The latest security information on Intel® products.

Summary: 

Potential security vulnerabilities in the Intel® Server Debug and Provisioning Tool for Windows software (Intel® SDP) may allow escalation of privilege. Intel is not releasing software updates to mitigate these potential vulnerabilities and has issued a product discontinuation notice for Intel® SDP Tool for Windows.

Vulnerability Details: 

CVEID:  CVE-2024-35201

Description: Incorrect default permissions in the Intel® SDP Tool for Windows software all versions may allow an authenticated user to enable escalation of privilege via local access.

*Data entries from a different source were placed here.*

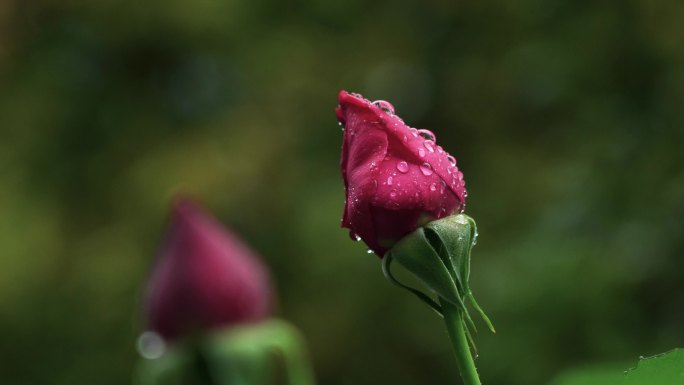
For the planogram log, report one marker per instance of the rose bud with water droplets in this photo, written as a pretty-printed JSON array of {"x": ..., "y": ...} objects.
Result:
[
  {"x": 205, "y": 278},
  {"x": 396, "y": 177}
]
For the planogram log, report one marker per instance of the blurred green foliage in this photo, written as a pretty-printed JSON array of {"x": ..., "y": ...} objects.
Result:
[{"x": 566, "y": 118}]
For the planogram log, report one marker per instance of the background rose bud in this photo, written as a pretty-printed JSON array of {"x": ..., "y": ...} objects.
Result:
[
  {"x": 205, "y": 277},
  {"x": 396, "y": 177}
]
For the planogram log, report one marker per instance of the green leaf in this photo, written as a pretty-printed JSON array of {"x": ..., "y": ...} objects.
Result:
[
  {"x": 387, "y": 271},
  {"x": 242, "y": 355},
  {"x": 456, "y": 235},
  {"x": 663, "y": 369}
]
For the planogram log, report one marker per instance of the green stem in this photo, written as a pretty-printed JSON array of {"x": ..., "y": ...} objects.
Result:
[{"x": 453, "y": 318}]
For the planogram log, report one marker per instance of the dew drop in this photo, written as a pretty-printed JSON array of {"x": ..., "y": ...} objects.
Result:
[
  {"x": 427, "y": 134},
  {"x": 426, "y": 169},
  {"x": 385, "y": 106},
  {"x": 151, "y": 345},
  {"x": 429, "y": 145}
]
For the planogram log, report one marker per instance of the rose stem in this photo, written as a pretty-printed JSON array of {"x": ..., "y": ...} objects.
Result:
[{"x": 456, "y": 330}]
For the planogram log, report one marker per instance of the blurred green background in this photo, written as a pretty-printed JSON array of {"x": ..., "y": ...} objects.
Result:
[{"x": 566, "y": 117}]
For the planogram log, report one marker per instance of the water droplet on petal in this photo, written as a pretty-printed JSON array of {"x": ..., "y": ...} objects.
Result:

CVSS Base Score 3.1: 6.7 Medium

CVSS Vector 3.1:  CVSS:3.1/AV:L/AC:H/PR:L/UI:R/S:U/C:H/I:H/A:H

CVSS Base Score 4.0: 5.4 Medium

CVSS Vector 4.0:  CVSS:4.0/AV:L/AC:H/AT:P/PR:L/UI:A/VC:H/VI:H/VA:H/SC:N/SI:N/SA:N

CVEID:  CVE-2024-36253

Description: Uncontrolled search path in the Intel® SDP Tool for Windows software all version may allow an authenticated user to potentially enable escalation of privilege via local access.

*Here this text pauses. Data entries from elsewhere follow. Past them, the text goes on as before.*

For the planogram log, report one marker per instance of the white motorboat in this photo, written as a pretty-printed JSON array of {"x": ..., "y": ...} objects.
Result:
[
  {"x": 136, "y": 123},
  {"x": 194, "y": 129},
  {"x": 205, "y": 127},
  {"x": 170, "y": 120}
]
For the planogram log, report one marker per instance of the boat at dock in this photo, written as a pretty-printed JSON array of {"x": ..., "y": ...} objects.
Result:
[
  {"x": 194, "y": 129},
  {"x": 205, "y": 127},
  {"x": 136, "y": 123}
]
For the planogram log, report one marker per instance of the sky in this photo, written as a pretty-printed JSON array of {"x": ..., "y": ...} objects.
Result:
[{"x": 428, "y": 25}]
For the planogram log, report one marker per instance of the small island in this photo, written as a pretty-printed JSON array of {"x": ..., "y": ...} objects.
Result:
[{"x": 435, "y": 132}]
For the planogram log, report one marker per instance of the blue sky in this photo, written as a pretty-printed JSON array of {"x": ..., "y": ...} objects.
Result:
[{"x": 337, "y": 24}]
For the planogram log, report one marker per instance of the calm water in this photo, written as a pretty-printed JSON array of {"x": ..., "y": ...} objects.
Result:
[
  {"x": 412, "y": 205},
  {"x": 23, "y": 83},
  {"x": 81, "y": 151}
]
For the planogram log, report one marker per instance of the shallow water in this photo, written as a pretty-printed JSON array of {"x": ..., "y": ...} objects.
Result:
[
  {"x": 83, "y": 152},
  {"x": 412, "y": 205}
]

CVSS Base Score 3.1: 6.7 Medium

CVSS Vector 3.1:  CVSS:3.1/AV:L/AC:H/PR:L/UI:R/S:U/C:H/I:H/A:H

CVSS Base Score 4.0: 5.4 Medium

CVSS Vector 4.0:  CVSS:4.0/AV:L/AC:H/AT:P/PR:L/UI:A/VC:H/VI:H/VA:H/SC:N/SI:N/SA:N

Affected Products:

Intel® SDP Tool for Windows software all versions.

Recommendation:

Intel has issued a product discontinuation notice for Intel® SDP Tool for Windows software as of November 12, 2024 the Intel® SDP Tool for Windows software is not supported with any additional functional, security, or other updates. Intel recommends that users of the Intel® SDP Tool for Windows software uninstall it or discontinue use as soon as possible.

Acknowledgements:

Intel would like to thank Mohamed amine Saidani for reporting these issues.

Intel, and nearly the entire technology industry, follows a disclosure practice called Coordinated Disclosure, under which a cybersecurity vulnerability is generally publicly disclosed only after mitigations are available.